The first-ever biogenerics legislation passed by a congressional committee offers a short cut for getting FDA approval of follow-on versions of brand biopharmaceuticals. The bill guarantees that brand companies get at least 12 years without competition from either "comparable" biosimilars or interchangeable biogenerics (see related story).

The legislation was tweaked shortly before mark up to make clear that brand biopharmaceuticals would get only one 12-year period of market protection. Brand companies would not get another 12 years on the same biopharmaceutical if they get additional applications approved for different indications, dosage forms, route of administration or strength.

A bipartisan group of four senators negotiated a deal on the bill before mark up, and some who were not part of the group offered amendments during markup. While none passed, committee leaders signaled they may continue negotiating on some of the ideas prior to conference. Committee Chair Edward Kennedy (D-MA), Hillary Clinton (D-NY), ranking committee Republican Michael Enzi (WY) and Orrin Hatch (R-UT) negotiated the bill.

Sen. Tom Coburn (R-OK) withdrew an amendment after Kennedy agreed to work with him on the measure before conference. The amendment aims to make sure states may let doctors preclude biosimilar substitutions when they prescribe brand biologics.

Kennedy staffer David Dorsey said the amendment would change the definition of "interchangeability," which lets pharmacists substitute biogenerics for brands, and could affect other parts of the bill. Coburn argued it only affects section 2 of the bill.

Clinton said the bill does not force substitution so the amendment is not needed. Hatch said the amendment is a good idea because the bill is silent on substitution.

Coburn also called for the Judiciary Committee to get a chance to mark up the bill. Kennedy said Judiciary Chair Patrick Leahy (D-VT) already agreed to let the health committee take the lead, and the ranking Republican Arlen Specter (PA) only said he wanted to be consulted on the legislation.

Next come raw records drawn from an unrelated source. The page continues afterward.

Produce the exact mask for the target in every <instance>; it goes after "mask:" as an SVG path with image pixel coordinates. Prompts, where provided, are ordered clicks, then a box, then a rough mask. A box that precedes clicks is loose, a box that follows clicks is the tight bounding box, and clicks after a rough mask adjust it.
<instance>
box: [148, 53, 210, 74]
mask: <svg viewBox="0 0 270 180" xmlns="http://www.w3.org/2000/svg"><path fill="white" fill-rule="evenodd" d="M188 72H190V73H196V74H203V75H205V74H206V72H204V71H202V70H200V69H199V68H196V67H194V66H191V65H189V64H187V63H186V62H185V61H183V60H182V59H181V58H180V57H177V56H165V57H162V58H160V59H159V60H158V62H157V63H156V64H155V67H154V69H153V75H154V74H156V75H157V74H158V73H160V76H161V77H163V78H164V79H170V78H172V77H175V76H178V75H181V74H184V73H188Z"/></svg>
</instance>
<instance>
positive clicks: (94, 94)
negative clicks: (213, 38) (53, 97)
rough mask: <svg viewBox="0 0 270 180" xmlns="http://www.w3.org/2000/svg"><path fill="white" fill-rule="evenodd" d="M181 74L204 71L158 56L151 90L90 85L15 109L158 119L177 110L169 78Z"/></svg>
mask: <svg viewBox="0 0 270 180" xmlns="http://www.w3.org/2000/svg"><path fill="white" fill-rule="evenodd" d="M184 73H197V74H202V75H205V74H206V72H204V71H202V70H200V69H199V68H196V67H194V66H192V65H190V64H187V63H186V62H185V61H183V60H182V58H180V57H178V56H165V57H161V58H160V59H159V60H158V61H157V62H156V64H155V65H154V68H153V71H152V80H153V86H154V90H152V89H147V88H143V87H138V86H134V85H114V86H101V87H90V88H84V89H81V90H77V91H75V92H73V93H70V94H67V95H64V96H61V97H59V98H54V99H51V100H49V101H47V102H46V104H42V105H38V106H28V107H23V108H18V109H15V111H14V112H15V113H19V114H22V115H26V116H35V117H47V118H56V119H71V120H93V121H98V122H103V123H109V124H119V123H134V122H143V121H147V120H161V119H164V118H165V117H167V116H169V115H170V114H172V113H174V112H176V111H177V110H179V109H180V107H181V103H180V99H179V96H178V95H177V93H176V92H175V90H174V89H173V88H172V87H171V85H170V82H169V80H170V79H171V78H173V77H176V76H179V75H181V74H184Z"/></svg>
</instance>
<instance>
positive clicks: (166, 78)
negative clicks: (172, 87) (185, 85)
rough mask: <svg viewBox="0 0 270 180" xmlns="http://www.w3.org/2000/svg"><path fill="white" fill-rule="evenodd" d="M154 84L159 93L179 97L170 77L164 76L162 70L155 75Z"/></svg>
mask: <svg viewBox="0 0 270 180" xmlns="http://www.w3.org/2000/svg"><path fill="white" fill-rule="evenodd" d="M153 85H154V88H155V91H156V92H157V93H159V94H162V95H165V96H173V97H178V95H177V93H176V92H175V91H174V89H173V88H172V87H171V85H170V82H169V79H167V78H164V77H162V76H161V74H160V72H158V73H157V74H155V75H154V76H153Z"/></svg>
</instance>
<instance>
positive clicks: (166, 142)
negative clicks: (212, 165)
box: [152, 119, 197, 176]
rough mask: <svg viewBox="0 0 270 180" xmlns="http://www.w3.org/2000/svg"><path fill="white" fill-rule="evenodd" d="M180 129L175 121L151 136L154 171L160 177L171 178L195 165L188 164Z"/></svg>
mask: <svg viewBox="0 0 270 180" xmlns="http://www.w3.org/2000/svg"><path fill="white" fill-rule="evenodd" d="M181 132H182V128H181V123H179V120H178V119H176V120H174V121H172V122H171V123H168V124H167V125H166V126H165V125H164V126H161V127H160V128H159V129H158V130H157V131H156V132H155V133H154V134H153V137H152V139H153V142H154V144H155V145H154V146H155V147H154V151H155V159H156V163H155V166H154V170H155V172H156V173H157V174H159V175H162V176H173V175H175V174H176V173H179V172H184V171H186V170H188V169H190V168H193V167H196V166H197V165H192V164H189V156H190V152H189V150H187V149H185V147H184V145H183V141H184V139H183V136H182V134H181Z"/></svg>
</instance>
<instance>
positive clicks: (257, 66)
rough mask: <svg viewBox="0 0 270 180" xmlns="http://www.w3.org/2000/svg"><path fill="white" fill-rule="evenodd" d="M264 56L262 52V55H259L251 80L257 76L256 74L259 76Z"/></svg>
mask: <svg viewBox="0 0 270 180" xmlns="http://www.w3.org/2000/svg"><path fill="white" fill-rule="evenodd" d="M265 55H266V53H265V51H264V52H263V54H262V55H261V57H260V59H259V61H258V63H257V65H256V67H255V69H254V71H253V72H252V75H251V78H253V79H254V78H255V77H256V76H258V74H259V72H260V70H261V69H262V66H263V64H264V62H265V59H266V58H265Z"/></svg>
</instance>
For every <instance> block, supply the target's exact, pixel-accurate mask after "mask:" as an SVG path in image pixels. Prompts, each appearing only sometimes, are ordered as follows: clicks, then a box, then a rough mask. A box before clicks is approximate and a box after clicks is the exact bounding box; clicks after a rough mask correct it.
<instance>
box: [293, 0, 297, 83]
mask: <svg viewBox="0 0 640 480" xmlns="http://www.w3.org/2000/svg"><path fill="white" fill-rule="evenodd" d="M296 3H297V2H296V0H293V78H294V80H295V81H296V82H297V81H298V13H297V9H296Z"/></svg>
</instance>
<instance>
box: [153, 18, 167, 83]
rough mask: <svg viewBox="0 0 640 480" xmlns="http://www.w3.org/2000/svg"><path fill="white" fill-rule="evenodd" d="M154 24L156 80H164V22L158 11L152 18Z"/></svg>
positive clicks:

Lamar Alexander (R-TN) offered an amendment to apply incentives for drug pediatric research to biopharmaceuticals. It failed 13 to 8 with all Republicans except those in the group of four voting for it.

The amendment would not change the pediatric exclusivity given to drugs. It would only apply it to biologics. Alexander said senators do not need to wait for a study on pediatric exclusivity the bill calls for because the program has successfully increased kid research for drugs over the past decade.

Kennedy said the four senators agreed to the bill's clear-cut 12 years of brand exclusivity because, although many different approaches were discussed, the 12 years gave certainty. He wants to wait for the Government Accountability Office's pediatric research study before fiddling with the agreed-to exclusivity period.

Clinton said FDA already could require research on children under the Pediatric Research Equity Act. She added including the pediatric six-month exclusivity might require that the 12 years exclusivity in the legislation be reduced by half a year.

Enzi said after the markup that committee members will try to find an incentive, other than exclusivity, for pediatric research.

A proposal by Sen. Richard Burr (R-NC) would have applied standards outlined for biosimilars regulated under biologics law to follow-on biologics approved under section 505(b)(2) of drug law.

Some biologics such as insulin are regulated as drugs. The legislation does not make companies with applications for follow-on biologics already at FDA change them. It also lets new versions of products such as insulin continue to be regulated under drug law for 10 years. After that, all biologics would be regulated under biologics law, the Public Health Service Act.

In the meantime, Burr and others such as Coburn want to ensure that follow-on applications under drug law meet the same criteria as follow-ons of biologics regulated under the PHS Act.

Kennedy said the proposal is not politically sensitive and would be worked out.